Carlos Reutemann had a coincidental day of firsts this week, beating a 12-car field in Brazil in 1972 to claim his maiden Formula 1 success. Exactly two years later, at Kyalami, he scored his first points-paying victory. Fangio won in Europe for the first time, winning the poorly subscribed San Remo Grand Prix in 1949.

Ayrton Senna showed yet again his wet-weather brilliance in Brazil in 1993. The showers scuppered Prost’s early dominance, and a certain Michael Schumacher visited the F1 podium for the first time. Prost did win in Brazil this week, though, five years earlier at Rio when his pole-sitting team-mate Senna was disqualified.

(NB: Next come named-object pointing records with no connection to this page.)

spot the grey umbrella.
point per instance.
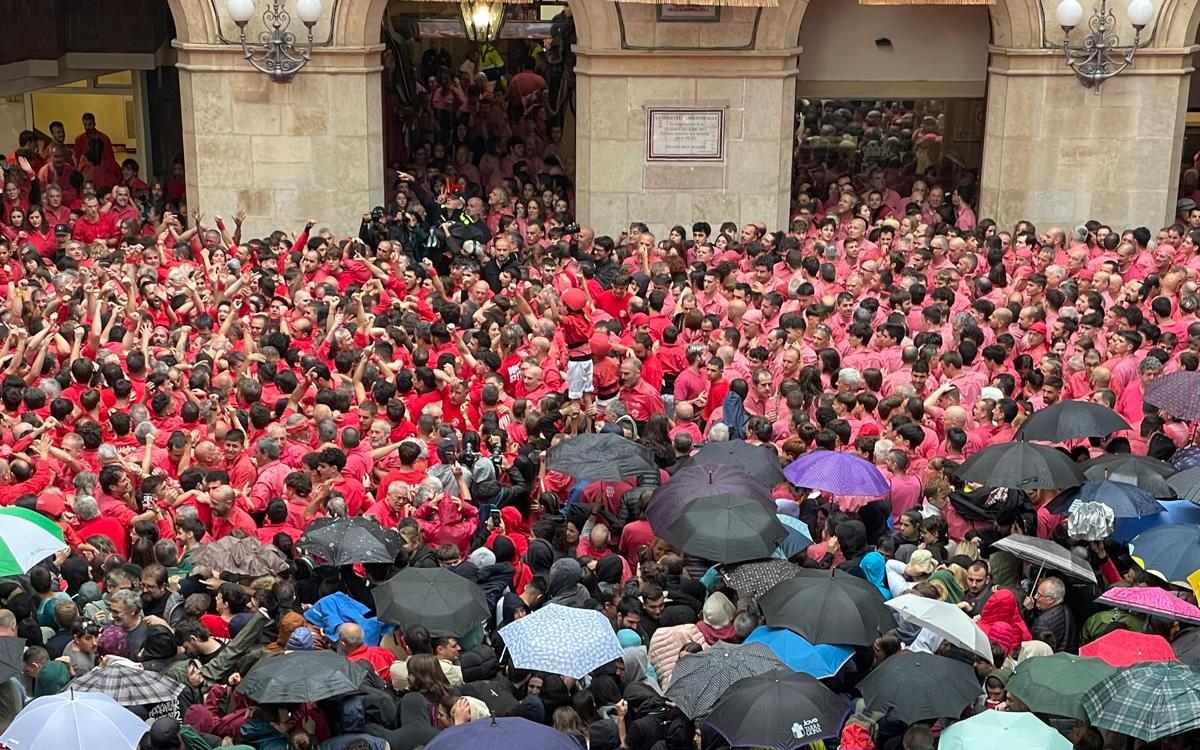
(699, 681)
(1045, 553)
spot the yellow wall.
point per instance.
(69, 108)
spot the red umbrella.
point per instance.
(1125, 648)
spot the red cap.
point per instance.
(575, 299)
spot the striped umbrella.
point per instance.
(27, 538)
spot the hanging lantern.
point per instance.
(481, 19)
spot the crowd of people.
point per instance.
(171, 383)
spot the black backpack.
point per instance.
(997, 504)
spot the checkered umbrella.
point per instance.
(1147, 701)
(1177, 394)
(699, 681)
(129, 685)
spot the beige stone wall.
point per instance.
(1057, 153)
(283, 153)
(615, 181)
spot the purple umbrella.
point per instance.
(1177, 394)
(837, 473)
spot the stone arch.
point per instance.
(1014, 23)
(357, 22)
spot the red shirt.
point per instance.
(88, 233)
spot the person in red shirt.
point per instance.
(95, 227)
(227, 517)
(352, 646)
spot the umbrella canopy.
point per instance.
(1146, 701)
(1067, 420)
(1056, 684)
(75, 720)
(1126, 501)
(1187, 647)
(726, 528)
(1021, 466)
(1002, 729)
(443, 601)
(241, 557)
(1186, 484)
(129, 685)
(943, 619)
(779, 709)
(828, 609)
(919, 687)
(1170, 552)
(760, 461)
(757, 577)
(798, 538)
(699, 681)
(820, 661)
(27, 538)
(837, 473)
(507, 733)
(1125, 648)
(1047, 553)
(1153, 601)
(562, 641)
(1149, 474)
(345, 541)
(1177, 394)
(12, 651)
(600, 456)
(696, 481)
(301, 677)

At Long Beach in 1976, Regazzoni led from start to finish to head a Ferrari 1-2. A year later, Andretti put on an attacking display to beat Lauda and Scheckter.

Snetterton hosted F1 in 1961, with Graham Hill finishing the victor from the back of the grid ahead of Jim Clark. He had won the earlier sports car race in torrential rain racing a Jaguar E-type, but couldn’t make it a hat-trick in the later saloon car race. Roy Salvadori beat him in matching 3.8-litre Jaguars.

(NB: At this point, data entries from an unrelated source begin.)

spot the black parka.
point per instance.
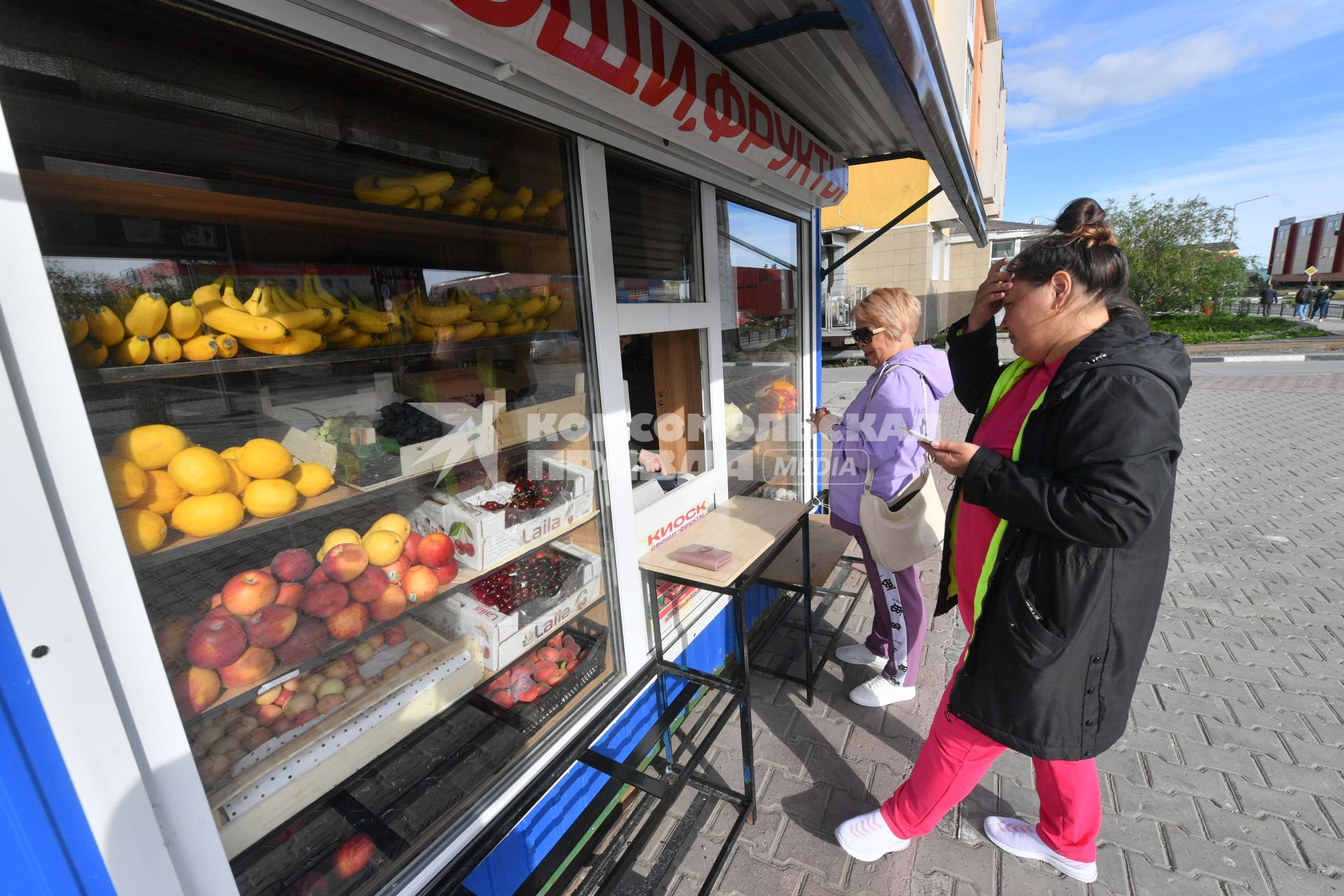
(1074, 593)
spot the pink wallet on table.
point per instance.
(704, 555)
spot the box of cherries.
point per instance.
(528, 508)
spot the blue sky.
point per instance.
(1226, 99)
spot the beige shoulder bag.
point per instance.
(909, 528)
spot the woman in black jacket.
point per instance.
(1057, 546)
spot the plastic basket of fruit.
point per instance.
(537, 687)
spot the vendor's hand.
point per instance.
(990, 298)
(650, 461)
(953, 457)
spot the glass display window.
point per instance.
(654, 232)
(761, 323)
(331, 331)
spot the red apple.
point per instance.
(354, 855)
(410, 550)
(344, 562)
(369, 584)
(249, 592)
(398, 568)
(249, 669)
(293, 564)
(290, 594)
(349, 622)
(326, 599)
(216, 641)
(270, 626)
(435, 550)
(388, 605)
(195, 690)
(420, 583)
(305, 644)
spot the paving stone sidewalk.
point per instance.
(1230, 780)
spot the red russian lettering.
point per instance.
(589, 57)
(502, 14)
(662, 83)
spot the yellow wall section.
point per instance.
(878, 192)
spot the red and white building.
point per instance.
(1308, 242)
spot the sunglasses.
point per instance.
(864, 335)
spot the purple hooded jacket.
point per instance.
(875, 437)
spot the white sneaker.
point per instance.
(881, 691)
(858, 654)
(1021, 839)
(869, 837)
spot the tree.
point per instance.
(1175, 261)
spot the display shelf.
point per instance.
(162, 195)
(241, 696)
(445, 352)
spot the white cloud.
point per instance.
(1063, 71)
(1304, 171)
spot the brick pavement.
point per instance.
(1230, 780)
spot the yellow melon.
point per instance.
(207, 514)
(127, 481)
(264, 460)
(311, 479)
(141, 530)
(198, 470)
(270, 498)
(163, 493)
(151, 447)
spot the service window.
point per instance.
(761, 327)
(331, 332)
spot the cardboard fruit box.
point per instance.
(507, 636)
(487, 536)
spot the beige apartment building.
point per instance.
(929, 251)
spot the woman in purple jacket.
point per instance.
(904, 391)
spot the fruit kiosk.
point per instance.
(327, 344)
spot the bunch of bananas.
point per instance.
(477, 198)
(150, 330)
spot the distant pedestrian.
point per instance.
(1268, 298)
(1322, 304)
(1304, 300)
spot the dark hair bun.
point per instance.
(1085, 220)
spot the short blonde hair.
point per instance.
(891, 307)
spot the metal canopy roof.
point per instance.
(866, 76)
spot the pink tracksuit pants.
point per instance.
(956, 757)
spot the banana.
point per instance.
(488, 312)
(302, 342)
(90, 354)
(76, 331)
(468, 330)
(369, 191)
(164, 348)
(105, 327)
(424, 186)
(425, 314)
(147, 316)
(531, 307)
(132, 351)
(308, 318)
(202, 348)
(183, 320)
(241, 324)
(359, 340)
(227, 346)
(467, 207)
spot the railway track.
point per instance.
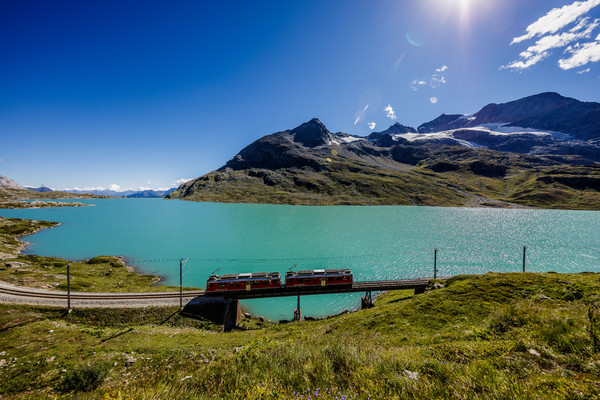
(10, 293)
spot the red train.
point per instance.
(258, 281)
(319, 277)
(243, 282)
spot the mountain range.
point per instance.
(113, 193)
(539, 151)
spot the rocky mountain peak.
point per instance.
(399, 128)
(312, 133)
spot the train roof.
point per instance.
(313, 272)
(246, 275)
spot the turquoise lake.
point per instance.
(375, 242)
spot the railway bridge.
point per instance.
(222, 308)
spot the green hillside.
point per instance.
(496, 336)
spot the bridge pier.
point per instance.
(366, 301)
(297, 312)
(218, 309)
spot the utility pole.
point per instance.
(68, 288)
(434, 263)
(180, 284)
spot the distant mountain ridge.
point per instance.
(547, 111)
(8, 183)
(479, 159)
(147, 194)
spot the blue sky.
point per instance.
(141, 94)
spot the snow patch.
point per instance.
(343, 139)
(500, 128)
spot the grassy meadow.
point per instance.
(495, 336)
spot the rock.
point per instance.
(411, 374)
(129, 362)
(534, 352)
(544, 297)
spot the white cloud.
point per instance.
(548, 27)
(556, 19)
(390, 113)
(435, 80)
(180, 182)
(542, 47)
(416, 84)
(580, 55)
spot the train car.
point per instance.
(319, 277)
(244, 282)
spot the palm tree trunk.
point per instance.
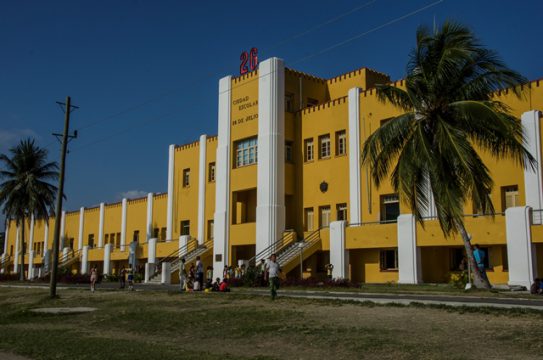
(479, 281)
(22, 271)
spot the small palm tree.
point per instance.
(25, 190)
(449, 112)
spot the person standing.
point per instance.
(122, 275)
(480, 256)
(329, 271)
(94, 277)
(130, 278)
(274, 270)
(182, 275)
(199, 273)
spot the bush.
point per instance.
(9, 277)
(458, 279)
(315, 282)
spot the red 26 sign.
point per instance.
(250, 57)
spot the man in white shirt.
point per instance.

A field of brilliance went to Thruxton for a damp Easter round of Formula 2. Jochen Rindt was untouchable, heading Sir Jackie Stewart and Derek Bell.

The great Jack Brabham was born this week in 1926, and Mike ‘the bike’ Hailwood exactly 14 years later. Tony Brise, tragically denied the full and successful career his talent warranted, would have been 64 years old.

Marc Gene, underrated winner of the 2009 24 Hours of Le Mans, turned 44 and fellow Minardi racer Fabrizio Barbazza turned 53. Mike Thackwell turned 55 – outspoken and a maverick; he often provokes debate. Another who could have made waves in Formula 1 and who was equally as fast, Dave Coyne turned 58. The entertaining Eddie Jordan turned 68.

In sports cars, Lucien Bianchi was killed testing at Le Mans in 1969. He had won the twice-round-the-clock classic the year before. The experienced Stephane Ortelli turned 46. Will Hoy, touring car star and Le Mans racer would have been 62.